Fra le ragioni che hanno portato alla realizzazione del museo, unico nel suo genere, vi è il desiderio di raccogliere, conservare, preservare e rendere disponibili ai fedeli - e al pubblico - oggetti unici della millenaria tradizione cristiana del Paese. Un evento significativo, in un momento storico in cui emigrazione e persecuzioni - soprattutto nel nord da parte delle milizie jihadiste dello Stato islamico (SI) - rischiano di far scomparire ogni traccia della minoranza religiosa in Iraq.
Alla Icn (Independent Catholic News) l’arcivescovo racconta che “nel 2014 è iniziata la raccolta di libri, oggetti e manufatti usati durante le Messe”. Essi, continua, “hanno un grande valore spirituale e mostrano la cura prestata dai nostri antenati alle espressioni liturgiche della fede”.
“Quando mi hanno chiamato alla guida della diocesi - prosegue mons. Habib - ho notato fin da subito questi oggetti di grande valore e ho iniziato a schedarli. Poi, con l’aiuto di volontari e sacerdoti, abbiamo raccolto il materiale e abbiamo deciso di esporlo”.

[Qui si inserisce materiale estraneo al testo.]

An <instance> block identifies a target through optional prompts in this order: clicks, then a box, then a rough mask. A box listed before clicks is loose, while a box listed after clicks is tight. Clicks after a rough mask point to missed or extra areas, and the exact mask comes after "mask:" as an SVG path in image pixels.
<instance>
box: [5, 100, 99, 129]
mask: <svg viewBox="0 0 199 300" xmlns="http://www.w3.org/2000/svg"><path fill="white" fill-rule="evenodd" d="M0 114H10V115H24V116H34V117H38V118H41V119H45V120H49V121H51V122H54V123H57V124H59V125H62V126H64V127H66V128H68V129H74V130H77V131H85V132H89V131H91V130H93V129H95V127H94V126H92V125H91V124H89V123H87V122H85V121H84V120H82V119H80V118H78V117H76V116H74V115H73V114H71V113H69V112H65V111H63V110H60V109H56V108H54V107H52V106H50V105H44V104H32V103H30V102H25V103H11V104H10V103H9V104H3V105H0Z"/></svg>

Un tempo i cristiani di Bassora erano una componente significativa della città, molti dei quali esponenti della classe mercantile all'epoca fiorente. Tuttavia, negli ultimi anni la comunità è diminuita in modo drastico come nel resto del Paese, anche se nel sud dell’Iraq non ha subito le stesse persecuzioni vissute a Mosul, a Baghdad, Kirkuk o nella piana di Ninive. Secondo stime recente oggi è rimasto solo poco più del 10% della popolazione originaria, poche centinaia a fronte delle 3mila famiglie un tempo presenti nella zona.